Un référendum compromis par l’arrêt du Conseil
L’ex-députée Adji Diarra Mergane Kanouté, présidente de la coalition Ensemble Demain, estime que cette décision met fin à la possibilité d’organiser un référendum. Cependant, elle rappelle que la Constitution permet à l’Assemblée nationale de relancer une révision en respectant strictement les procédures légales.
« Le Conseil constitutionnel a rejeté le texte, mais cela ne signifie pas que l’Assemblée ne peut pas proposer une nouvelle révision, à condition qu’elle intègre les recettes compensatrices prévues par l’article 82 de la Constitution.

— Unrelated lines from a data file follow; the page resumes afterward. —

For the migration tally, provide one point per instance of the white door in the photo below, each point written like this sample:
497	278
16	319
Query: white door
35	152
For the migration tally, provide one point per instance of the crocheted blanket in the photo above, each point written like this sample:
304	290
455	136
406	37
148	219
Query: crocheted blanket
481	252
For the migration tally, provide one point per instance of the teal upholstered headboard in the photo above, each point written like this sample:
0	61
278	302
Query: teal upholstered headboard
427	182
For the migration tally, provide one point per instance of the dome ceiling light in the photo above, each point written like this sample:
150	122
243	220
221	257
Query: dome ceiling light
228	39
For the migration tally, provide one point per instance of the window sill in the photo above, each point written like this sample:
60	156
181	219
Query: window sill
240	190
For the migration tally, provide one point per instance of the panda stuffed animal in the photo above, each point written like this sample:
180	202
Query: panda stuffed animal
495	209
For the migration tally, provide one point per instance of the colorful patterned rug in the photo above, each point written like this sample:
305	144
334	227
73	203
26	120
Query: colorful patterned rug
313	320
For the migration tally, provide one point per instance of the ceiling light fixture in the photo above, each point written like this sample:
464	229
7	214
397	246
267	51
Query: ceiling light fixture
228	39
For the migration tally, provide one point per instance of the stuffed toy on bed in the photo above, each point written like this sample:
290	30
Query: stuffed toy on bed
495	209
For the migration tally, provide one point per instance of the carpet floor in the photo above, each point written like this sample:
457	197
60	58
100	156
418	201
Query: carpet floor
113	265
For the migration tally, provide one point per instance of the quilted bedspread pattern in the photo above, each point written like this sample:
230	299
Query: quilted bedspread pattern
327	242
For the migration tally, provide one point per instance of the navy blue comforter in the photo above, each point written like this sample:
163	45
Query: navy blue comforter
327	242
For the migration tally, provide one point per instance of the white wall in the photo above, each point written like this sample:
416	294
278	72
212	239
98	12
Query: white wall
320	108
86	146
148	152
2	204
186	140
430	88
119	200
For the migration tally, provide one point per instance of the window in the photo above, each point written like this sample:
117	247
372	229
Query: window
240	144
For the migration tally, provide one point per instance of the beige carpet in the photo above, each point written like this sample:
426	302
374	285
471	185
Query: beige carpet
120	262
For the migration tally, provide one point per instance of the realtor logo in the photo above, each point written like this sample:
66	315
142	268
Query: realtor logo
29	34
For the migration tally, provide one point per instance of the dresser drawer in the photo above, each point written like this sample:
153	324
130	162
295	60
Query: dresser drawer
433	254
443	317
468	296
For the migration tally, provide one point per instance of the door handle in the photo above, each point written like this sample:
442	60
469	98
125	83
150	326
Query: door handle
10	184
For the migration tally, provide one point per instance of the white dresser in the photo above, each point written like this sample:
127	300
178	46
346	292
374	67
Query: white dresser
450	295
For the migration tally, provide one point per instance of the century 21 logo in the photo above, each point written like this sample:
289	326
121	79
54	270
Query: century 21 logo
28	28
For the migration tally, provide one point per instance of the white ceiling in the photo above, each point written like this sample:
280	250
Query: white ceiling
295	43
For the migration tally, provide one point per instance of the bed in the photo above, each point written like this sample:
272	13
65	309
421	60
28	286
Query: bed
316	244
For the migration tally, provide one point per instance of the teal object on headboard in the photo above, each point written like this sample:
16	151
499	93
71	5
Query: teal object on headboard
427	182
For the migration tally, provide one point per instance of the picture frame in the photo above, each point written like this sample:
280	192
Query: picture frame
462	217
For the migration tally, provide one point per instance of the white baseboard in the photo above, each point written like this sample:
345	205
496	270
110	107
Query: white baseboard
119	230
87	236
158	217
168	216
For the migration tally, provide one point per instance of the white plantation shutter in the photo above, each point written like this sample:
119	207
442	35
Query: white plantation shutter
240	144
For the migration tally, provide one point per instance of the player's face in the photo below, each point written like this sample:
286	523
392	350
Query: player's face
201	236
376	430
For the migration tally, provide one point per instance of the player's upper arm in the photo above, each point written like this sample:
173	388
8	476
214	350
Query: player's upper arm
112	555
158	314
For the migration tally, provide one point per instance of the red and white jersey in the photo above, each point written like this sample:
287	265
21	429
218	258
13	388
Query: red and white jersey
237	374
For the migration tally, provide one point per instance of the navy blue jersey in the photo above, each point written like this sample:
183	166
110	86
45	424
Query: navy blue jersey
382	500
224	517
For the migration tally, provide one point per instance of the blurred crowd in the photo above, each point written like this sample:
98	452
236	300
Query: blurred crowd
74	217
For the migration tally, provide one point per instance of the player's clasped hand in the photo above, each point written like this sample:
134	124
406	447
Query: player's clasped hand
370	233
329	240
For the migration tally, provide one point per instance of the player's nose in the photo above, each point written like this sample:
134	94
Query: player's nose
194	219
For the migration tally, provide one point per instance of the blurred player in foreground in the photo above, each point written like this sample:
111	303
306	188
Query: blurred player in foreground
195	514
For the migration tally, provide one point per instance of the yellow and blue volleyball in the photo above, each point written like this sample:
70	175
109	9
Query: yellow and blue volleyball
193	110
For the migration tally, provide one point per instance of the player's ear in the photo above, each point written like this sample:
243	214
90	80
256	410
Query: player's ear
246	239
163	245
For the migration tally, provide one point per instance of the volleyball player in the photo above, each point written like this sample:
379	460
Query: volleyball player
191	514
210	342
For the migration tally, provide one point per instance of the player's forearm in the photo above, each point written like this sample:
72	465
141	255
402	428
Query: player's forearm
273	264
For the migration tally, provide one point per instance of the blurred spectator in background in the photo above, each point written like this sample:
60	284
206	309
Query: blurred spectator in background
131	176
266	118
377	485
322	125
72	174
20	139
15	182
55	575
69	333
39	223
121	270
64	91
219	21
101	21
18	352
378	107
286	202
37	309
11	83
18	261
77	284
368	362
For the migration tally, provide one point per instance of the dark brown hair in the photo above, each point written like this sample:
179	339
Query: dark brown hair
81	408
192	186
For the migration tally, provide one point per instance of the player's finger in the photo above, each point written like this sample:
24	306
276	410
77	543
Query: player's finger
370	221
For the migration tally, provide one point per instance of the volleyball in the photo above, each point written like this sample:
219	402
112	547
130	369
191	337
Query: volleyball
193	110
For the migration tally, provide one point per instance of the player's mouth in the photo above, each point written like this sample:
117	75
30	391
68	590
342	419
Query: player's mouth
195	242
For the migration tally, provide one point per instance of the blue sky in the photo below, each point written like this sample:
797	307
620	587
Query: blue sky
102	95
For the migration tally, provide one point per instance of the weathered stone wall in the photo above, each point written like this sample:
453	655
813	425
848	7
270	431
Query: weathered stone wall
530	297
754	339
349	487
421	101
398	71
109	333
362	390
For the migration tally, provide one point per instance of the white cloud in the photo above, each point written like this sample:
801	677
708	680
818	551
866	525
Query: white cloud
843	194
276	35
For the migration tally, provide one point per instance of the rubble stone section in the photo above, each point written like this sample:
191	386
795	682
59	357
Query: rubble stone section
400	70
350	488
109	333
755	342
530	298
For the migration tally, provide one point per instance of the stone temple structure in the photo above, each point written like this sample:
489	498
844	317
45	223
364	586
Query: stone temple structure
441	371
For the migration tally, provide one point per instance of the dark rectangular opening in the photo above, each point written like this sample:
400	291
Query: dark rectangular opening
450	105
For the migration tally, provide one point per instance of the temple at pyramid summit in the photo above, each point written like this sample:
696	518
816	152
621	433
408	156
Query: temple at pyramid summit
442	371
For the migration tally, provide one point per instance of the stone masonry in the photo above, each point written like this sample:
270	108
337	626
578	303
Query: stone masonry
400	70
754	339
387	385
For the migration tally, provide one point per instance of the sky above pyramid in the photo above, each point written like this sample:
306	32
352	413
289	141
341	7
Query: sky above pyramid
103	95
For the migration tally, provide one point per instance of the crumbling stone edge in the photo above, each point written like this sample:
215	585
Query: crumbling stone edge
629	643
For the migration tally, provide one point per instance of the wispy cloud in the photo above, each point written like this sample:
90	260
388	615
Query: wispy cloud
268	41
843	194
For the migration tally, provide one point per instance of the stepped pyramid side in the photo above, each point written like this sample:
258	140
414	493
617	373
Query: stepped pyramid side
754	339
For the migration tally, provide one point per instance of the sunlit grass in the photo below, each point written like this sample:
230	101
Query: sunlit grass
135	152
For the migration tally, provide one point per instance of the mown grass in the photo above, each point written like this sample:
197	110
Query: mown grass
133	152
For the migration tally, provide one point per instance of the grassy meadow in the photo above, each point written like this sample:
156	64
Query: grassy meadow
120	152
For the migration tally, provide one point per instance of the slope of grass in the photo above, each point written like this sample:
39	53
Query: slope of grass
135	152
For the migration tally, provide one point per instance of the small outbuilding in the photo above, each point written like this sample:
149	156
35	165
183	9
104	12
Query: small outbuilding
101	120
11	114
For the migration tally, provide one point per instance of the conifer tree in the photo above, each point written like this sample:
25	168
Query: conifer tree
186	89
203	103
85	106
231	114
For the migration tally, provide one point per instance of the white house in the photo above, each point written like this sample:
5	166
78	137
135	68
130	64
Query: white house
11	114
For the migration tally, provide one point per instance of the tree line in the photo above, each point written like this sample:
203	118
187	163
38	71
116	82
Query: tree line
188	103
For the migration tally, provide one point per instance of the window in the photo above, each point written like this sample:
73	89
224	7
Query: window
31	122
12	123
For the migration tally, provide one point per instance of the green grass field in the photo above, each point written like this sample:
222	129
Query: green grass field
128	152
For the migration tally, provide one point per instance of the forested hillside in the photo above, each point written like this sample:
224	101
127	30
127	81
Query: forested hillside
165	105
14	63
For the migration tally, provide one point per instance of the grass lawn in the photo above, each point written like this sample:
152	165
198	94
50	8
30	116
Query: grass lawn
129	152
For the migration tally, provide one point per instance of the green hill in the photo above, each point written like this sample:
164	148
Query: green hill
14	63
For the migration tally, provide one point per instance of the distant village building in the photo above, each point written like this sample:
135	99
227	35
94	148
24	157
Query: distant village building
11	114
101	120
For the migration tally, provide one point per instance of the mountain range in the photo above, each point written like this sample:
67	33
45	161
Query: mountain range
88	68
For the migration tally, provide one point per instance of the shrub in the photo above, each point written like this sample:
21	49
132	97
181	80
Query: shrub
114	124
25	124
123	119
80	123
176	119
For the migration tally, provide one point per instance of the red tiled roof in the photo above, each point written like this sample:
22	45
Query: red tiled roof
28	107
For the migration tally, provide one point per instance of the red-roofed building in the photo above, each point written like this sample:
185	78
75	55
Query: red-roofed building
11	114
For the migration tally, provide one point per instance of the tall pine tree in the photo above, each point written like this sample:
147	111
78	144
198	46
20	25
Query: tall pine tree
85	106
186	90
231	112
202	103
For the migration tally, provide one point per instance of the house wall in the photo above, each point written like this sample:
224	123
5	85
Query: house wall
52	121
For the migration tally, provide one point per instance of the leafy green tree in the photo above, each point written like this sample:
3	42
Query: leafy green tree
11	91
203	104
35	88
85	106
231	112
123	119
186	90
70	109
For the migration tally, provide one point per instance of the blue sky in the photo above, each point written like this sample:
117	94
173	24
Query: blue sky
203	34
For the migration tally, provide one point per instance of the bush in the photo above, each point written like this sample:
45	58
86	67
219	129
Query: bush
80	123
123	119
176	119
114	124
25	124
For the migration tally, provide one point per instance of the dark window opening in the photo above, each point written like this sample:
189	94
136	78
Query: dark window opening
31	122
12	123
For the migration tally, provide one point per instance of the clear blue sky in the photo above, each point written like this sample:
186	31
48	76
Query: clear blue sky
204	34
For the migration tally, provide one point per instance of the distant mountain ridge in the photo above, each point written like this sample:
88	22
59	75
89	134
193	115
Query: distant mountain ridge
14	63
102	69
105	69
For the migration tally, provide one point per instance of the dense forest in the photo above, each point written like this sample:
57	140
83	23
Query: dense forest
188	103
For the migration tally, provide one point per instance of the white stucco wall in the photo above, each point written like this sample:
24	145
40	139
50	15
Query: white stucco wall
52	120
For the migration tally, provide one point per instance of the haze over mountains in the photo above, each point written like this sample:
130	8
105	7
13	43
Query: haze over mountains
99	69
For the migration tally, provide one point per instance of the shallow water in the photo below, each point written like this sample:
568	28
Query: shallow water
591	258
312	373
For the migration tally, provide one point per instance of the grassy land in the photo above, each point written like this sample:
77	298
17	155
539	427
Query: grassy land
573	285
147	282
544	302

Par ailleurs, le non-respect de la procédure de vote bloqué par l’Assemblée a également été sanctionné », précise-t-elle.
Renforcement des enquêtes parlementaires : une disposition en suspens
Parmi les mesures phares de la réforme figuraient l’élargissement des prérogatives des députés en matière de contrôle des contrats d’exploitation des ressources naturelles. Cette disposition, qui aurait permis aux parlementaires d’accéder à des informations jusqu’ici confidentielles, est désormais suspendue.
Les réactions politiques ont été immédiates. Ousmane Sonko a reconnu la décision du Conseil constitutionnel sur les réseaux sociaux, tandis que la coalition présidentielle a salué le bon fonctionnement des institutions. Dr. Binette Ndiaye, coordinatrice du Forum Citoyen, a également applaudi cet arbitrage, soulignant l’importance d’un processus inclusif.
« En tant que membre de la société civile, je salue cette initiative. Avant la mise en œuvre de cette loi, un dialogue inclusif était indispensable. Le Conseil constitutionnel rappelle que, même avec une majorité, il faut prendre en compte les avis de tous », déclare-t-elle.
Tensions politiques au sommet de l’État
Cette décision survient dans un contexte de tensions croissantes entre Ousmane Sonko et Bassirou Diomaye Faye. Écarté de la Primature en mai 2026, Sonko a ensuite été élu président de l’Assemblée nationale, mais les divergences avec le chef de l’État s’accentuent. Lors d’une récente intervention, il a évoqué une situation de « cohabitation » au sommet du pouvoir.
Pour les observateurs, l’invalidation de la réforme marque un nouveau chapitre dans cette rivalité, susceptible d’influencer durablement la vie politique sénégalaise.